Soulja boy - the DeAndre Way

:|

un effort pas déshonorable au final. mais à partir de là, je crois que bon…

< 2010 > < musique > < rap > < :| > 2010.12.13 @ 04:12
décembre 12th, 2010

mes jeux d’ma semaine (12/12/2k10)

  • bayonetta [xbox360] : j’ai commencé le jeu (en normal), pour de bon, vu que j’étais chez moi, mais j’ai été plus mauvais qu’en dehors de mes bases. pas grave. pour l’instant j’aime déjà beaucoup l’ambiance, mais surtout le système de combat à l’air vraiment immense, avec notamment de très nombreuses combinaisons de touches possibles, et des timings pour ne pas réduire l’expérience à du button mashing king size. puis les combats ont un punch incroyable, c’est un déluge visuel. dans un délire vraiment différent des incontournables god of war, ça promet!
  • super meat boy [xbox360] : après être resté bloqué pendant des semaines au dernier monde, j’ai enfin réussi le dernier niveau, et enchaîné avec le dernier boss. bref ce fut un beau calvaire, mais j’ai enfin réussi à “finir le jeu”. mais avec encore bien 120 niveau à terminer, ou débloquer. c’est ainsi que par un dimanche après midi trop calme, j’ai eu la folle idée de vouloir réussir la warpzone de The Kid, soit l’un des trucs les plus monstrueux vu depuis longtemps, les 10G les plus chers payés de l’histoire des achievements / succès. trois niveaux, vie infinies, mais pas possible de sauvegarder avant d’avoir enchaîné les trois. le premier niveau, réputé comme le plus cauchemardesque repose totalement sur le wall jump et le double saut (que meat boy n’a pas). la moindre imprécision s’avère souvent fatale, vu que le nombre de pics mortels est digne d’un troupeau de hérissons. mais à ma grande surprise, j’ai “seulement” mis une centaine d’essais avant de réussir. grand sourire, d’après ce que j’ai lu à droite à gauche, j’ai fait le plus dur. oui mais voilà mec, tu joues sur une TV SD. et là le cauchemar, le deuxième niveau, qui ne demande que de la précision et un “pattern” avec quasiment aucune marge de manoeuvre par endroits. bref après des centaines d’essais, j’ai reussi a passer une unique fois le 3ème quart du niveau, et terminer dans la foulée. là j’exhulte, et me dit, le troisième ne peut pas être pire.

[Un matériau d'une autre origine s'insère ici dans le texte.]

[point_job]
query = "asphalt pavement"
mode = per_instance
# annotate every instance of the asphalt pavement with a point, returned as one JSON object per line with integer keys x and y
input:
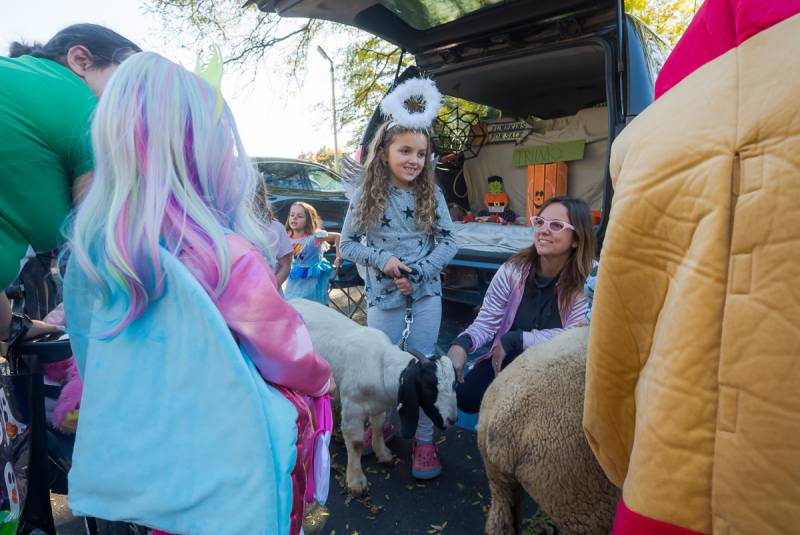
{"x": 396, "y": 503}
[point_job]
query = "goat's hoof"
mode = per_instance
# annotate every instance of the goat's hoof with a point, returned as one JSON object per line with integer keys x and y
{"x": 357, "y": 486}
{"x": 388, "y": 459}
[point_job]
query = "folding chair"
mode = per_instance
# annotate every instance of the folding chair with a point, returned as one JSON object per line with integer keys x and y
{"x": 350, "y": 284}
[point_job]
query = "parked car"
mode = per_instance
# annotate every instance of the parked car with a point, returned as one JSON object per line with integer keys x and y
{"x": 290, "y": 180}
{"x": 549, "y": 59}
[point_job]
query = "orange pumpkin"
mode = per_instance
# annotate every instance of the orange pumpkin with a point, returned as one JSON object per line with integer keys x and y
{"x": 545, "y": 180}
{"x": 495, "y": 202}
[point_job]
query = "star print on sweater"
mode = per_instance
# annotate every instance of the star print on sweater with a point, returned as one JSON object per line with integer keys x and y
{"x": 396, "y": 233}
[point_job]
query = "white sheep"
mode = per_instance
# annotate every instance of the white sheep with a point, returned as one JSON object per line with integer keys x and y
{"x": 530, "y": 435}
{"x": 373, "y": 375}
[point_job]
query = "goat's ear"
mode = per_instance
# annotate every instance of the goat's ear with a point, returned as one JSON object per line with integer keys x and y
{"x": 408, "y": 401}
{"x": 417, "y": 355}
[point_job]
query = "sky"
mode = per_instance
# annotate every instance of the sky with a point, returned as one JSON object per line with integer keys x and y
{"x": 276, "y": 117}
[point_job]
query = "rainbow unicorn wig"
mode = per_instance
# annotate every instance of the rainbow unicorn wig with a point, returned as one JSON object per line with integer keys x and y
{"x": 168, "y": 173}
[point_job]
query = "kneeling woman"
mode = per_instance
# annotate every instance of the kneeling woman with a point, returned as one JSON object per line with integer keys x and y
{"x": 535, "y": 295}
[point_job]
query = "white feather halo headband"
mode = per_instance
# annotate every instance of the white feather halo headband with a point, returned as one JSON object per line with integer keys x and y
{"x": 424, "y": 92}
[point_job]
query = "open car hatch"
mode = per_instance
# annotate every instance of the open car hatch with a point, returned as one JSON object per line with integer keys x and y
{"x": 425, "y": 26}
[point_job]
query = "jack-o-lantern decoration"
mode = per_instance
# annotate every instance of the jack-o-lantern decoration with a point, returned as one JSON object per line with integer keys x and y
{"x": 496, "y": 200}
{"x": 544, "y": 181}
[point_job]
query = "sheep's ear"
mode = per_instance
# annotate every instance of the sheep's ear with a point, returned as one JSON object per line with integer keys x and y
{"x": 407, "y": 399}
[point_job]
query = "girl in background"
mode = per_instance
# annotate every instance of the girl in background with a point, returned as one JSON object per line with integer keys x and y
{"x": 311, "y": 272}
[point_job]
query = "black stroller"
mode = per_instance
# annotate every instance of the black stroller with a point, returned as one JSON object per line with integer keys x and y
{"x": 45, "y": 456}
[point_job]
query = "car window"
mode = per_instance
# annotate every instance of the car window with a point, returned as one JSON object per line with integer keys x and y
{"x": 322, "y": 180}
{"x": 426, "y": 14}
{"x": 282, "y": 175}
{"x": 655, "y": 50}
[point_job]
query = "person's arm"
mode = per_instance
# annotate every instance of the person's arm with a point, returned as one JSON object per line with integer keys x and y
{"x": 430, "y": 267}
{"x": 574, "y": 317}
{"x": 351, "y": 246}
{"x": 284, "y": 266}
{"x": 492, "y": 311}
{"x": 80, "y": 187}
{"x": 270, "y": 330}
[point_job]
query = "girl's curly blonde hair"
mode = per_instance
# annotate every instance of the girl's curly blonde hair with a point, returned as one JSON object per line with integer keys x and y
{"x": 375, "y": 187}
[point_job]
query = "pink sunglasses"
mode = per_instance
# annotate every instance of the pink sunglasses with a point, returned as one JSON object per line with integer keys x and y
{"x": 555, "y": 225}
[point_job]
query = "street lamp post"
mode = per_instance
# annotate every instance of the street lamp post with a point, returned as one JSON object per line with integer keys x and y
{"x": 333, "y": 106}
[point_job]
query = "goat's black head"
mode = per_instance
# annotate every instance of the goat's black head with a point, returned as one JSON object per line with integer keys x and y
{"x": 427, "y": 383}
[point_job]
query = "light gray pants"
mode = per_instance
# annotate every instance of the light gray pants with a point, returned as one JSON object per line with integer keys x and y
{"x": 427, "y": 313}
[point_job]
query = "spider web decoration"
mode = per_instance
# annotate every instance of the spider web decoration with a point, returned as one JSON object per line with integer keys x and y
{"x": 456, "y": 130}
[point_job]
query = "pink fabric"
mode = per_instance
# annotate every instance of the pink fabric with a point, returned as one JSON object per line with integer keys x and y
{"x": 628, "y": 522}
{"x": 276, "y": 339}
{"x": 717, "y": 27}
{"x": 500, "y": 306}
{"x": 269, "y": 328}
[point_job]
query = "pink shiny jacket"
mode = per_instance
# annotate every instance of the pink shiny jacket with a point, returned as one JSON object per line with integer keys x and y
{"x": 266, "y": 326}
{"x": 500, "y": 306}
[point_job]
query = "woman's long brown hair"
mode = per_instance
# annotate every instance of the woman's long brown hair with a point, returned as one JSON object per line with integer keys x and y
{"x": 375, "y": 187}
{"x": 579, "y": 264}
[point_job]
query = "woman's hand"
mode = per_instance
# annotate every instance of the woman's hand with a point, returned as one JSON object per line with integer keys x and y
{"x": 498, "y": 355}
{"x": 395, "y": 268}
{"x": 404, "y": 285}
{"x": 458, "y": 356}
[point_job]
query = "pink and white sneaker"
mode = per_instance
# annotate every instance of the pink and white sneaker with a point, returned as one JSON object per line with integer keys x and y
{"x": 425, "y": 461}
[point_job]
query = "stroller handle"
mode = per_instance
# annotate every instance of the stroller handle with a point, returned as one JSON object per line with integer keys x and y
{"x": 46, "y": 349}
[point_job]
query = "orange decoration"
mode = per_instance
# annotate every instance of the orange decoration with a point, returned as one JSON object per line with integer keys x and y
{"x": 545, "y": 180}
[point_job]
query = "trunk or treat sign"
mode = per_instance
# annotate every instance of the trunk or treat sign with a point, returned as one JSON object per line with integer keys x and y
{"x": 565, "y": 151}
{"x": 506, "y": 132}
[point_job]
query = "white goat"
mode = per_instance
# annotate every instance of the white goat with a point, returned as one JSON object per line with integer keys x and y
{"x": 372, "y": 375}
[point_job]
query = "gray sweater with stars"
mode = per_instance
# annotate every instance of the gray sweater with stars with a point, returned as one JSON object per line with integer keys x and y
{"x": 396, "y": 234}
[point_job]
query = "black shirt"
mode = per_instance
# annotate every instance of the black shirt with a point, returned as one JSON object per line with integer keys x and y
{"x": 537, "y": 310}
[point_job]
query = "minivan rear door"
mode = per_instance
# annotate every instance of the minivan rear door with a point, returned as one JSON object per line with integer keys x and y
{"x": 421, "y": 26}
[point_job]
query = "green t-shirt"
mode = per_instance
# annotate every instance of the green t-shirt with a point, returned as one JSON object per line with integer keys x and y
{"x": 45, "y": 117}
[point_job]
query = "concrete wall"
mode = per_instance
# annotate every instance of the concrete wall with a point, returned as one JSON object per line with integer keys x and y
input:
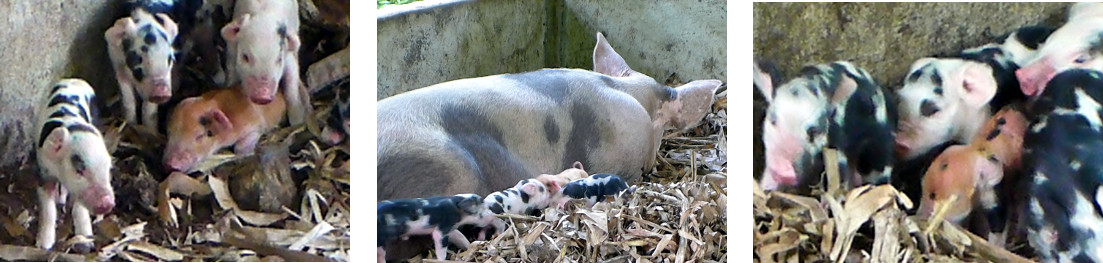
{"x": 428, "y": 43}
{"x": 659, "y": 38}
{"x": 425, "y": 43}
{"x": 40, "y": 43}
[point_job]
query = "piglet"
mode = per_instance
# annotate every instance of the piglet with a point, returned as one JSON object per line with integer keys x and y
{"x": 201, "y": 126}
{"x": 263, "y": 44}
{"x": 141, "y": 53}
{"x": 555, "y": 182}
{"x": 527, "y": 198}
{"x": 973, "y": 176}
{"x": 436, "y": 216}
{"x": 1073, "y": 45}
{"x": 836, "y": 105}
{"x": 592, "y": 189}
{"x": 942, "y": 100}
{"x": 72, "y": 158}
{"x": 1062, "y": 157}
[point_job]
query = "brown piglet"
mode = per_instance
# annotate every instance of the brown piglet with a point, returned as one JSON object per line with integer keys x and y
{"x": 973, "y": 176}
{"x": 201, "y": 126}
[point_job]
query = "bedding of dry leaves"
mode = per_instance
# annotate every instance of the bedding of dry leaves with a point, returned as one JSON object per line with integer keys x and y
{"x": 865, "y": 224}
{"x": 678, "y": 214}
{"x": 290, "y": 201}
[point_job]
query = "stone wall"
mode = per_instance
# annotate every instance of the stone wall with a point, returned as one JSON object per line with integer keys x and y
{"x": 428, "y": 43}
{"x": 425, "y": 43}
{"x": 884, "y": 39}
{"x": 40, "y": 43}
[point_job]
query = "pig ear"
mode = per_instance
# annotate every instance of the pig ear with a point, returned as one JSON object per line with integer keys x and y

WRONG! WRONG! WRONG! honnêtement je préfère même pas parler de cette expérience traumatisante, à part le moment ou j’ai carrément du sortir les 20kg de fonte et me faire péter les bras pour me calmer. la seule chose qu’il faut retenir après avoir réussi, c’est que j’ai perdu plus de 1500 vies sur ces seuls trois niveaux. soit un tiers de toute mes morts dans le jeu jusque là (environ 190 niveaux). bref plus de deux heures d’insultes et de cris de rage ou de désespoir. mais j’ai rien cassé, j’te jure!
  • crazy taxi [xbox360] : jeu culte sur dreamcast, où je l’avais terminé dans tous les sens, le portage sur xbox m’a donné l’occasion d’y retoucher, vu qu’à mon grand regret, j’ai jamais eu de drumcast. malheureusement grosse déception, ils ont changé les musiques. y’en avait seulement 5 ou 6 (de the offspring et bad religion), nombre ridicule aujourd’hui, mais du coup c’était une grande part de l’identité du jeu. de plus, malgré les similitudes entre la manette dreamcast et xbox, j’ai pas retrouvé comment faire le super dérapage de winner, bref, dégouté, j’ai pas insisté.
  • brütal legend [xbox360] : suite à mon hésitation de repartir en arrière, quitte à perdre quelques heures de jeu, j’ai finalement décidé de… le faire! ainsi j’ai enchainé une vingtaine de quête annexe assez répétitives et sondé la carte encore plus intensément, surtout pour trouver en priorité les trucs pour débloquer les musiques (et quelles musiques *o*), mais aussi les truc qui rapportent de la “thune”, en m’aidant ce coup-ci d’une carte (pour finalement abandonner ; syndrôme “dernier paquet caché de GTA”, les vrais savent). trois heures plus tard, j’ai enfin repris les missions principales au moment ou tout bascule, pu acheter les upgrades que je voulais grâce à mes fouilles, pour aller ensuite plus loin, la dernière partie de la carte et ses nouvelles missions, sa nouvelle faune, et ses machins à trouver. et en savoir un peu plus sur eddie.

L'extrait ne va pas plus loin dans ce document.